I enjoy the beginning of each new anime season (or cour, if you wish). Every aniblogger gets that new shiny anime love glow, leading us to post more often, even getting the old and crotchety of us to dust off the cobwebs off our WordPress accounts to write again. I confess to refreshing Crunchyroll’s website a couple of times an hour, sending them psychic messages from my brain and willing them to release a new episode of anything quicker.
I’ve watched several of the new series over the weekend: Devil Survivor 2, The Severing Crime Edge, Zettai Bouei Leviathan, Hataraku Maou-sama, Suisei no Gargantia, Muromisan. From that selection, it’s a mixed bag; I enjoyed a couple, still on the fence on one, and dropping the rest with no hesitation. There’s a couple of series that haven’t been released on CR or other legal streaming sites so I’ll hold off on my opinion till they’re available.
One of the more interesting quirks of anime bloggers (and this is a very sweeping generalization) is the race to be the first one to write about a show. The advent of simulcasts has changed the landscape a bit, but I still recall downloading the raw files, despite my elementary knowledge of the Japanese language, just so I wouldn’t be spoiled by bloggers who’ve written about that episode hours ago.
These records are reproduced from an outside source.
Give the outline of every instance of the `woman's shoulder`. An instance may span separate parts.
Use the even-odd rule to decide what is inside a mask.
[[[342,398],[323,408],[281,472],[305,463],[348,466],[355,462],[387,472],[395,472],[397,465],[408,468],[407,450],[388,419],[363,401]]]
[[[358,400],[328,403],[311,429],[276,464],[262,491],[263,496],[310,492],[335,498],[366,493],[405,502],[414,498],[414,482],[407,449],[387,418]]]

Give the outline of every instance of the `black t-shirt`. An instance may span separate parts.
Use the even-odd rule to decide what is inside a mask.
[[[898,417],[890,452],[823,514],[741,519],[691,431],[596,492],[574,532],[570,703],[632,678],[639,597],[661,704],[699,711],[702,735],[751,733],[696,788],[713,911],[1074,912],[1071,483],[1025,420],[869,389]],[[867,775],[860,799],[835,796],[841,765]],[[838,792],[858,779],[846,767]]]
I’m not sure — and I’m certainly not picking out bloggers who still do this — but I had a feeling most of the people who downloaded the raws didn’t know any more Japanese than I did. It was just that important to be the first person to make the screencaps and to summarize the episode based on what they think happened. If they made a mistake in the summary, it was easy enough to back and revise the post. There you go, no problemo!
The anime adaptation of Flowers of Evil, in my opinion, has certainly suffered from this initial bad PR. When screencaps featuring the character designs started showing up, I had a feeling that it turned off a lot of people who were initially excited about the series. It had seemed that some weren’t even going to give the anime a fair viewing; they knew that the anime wasn’t going to match their expectations from the manga so why waste their time? I’ve read a couple of volumes of Flowers of Evil last year, it didn’t appeal to me so this show was a definite pass anyway — nonetheless, I still find it interesting to look at aniblogger group behavior and influence and to watch how quickly an opinion or idea spreads and how the group interprets and filters it.
How much does the opinion of the anime blogging community affect your own choices?
I’ll only speak for myself since I’m the only person for whom I can speak with the most certainty, but I do think I mostly follow the crowd when judging on what series are worth watching. I would scan Animenano, pick out a few random posts about the series in question, maybe go to MyAnimeList and see what the mean rating score is. I sometimes also go on twitter and scroll through people’s first impressions/liveblogs of certain shows — that’s definitely trickier but I can get a lot more opinions faster that way, so… Most importantly (maybe), I have a handful of blogs whose tastes and opinions I value — I visit their sites and see if they’re recommending it or not.
For these “node” blogs, I selected them based on the quality of the author’s writing, their similarity with my own personal tastes, heck even the background and personality of the author. (That’s why those ‘About’ pages are so important!) There are no hard and fast rules, and the node blogs could change at any time.
I’ve flitted in and out of the anime blogger community over the years, and while the individual players may have changed, the game is still the same. We are all here and we all do this because we are opinionated individuals who care about anime enough that we’re willing to spend our time watching anime and then writing about it for other opinionated individuals who think and act the same way. I’ve always thought that was cool.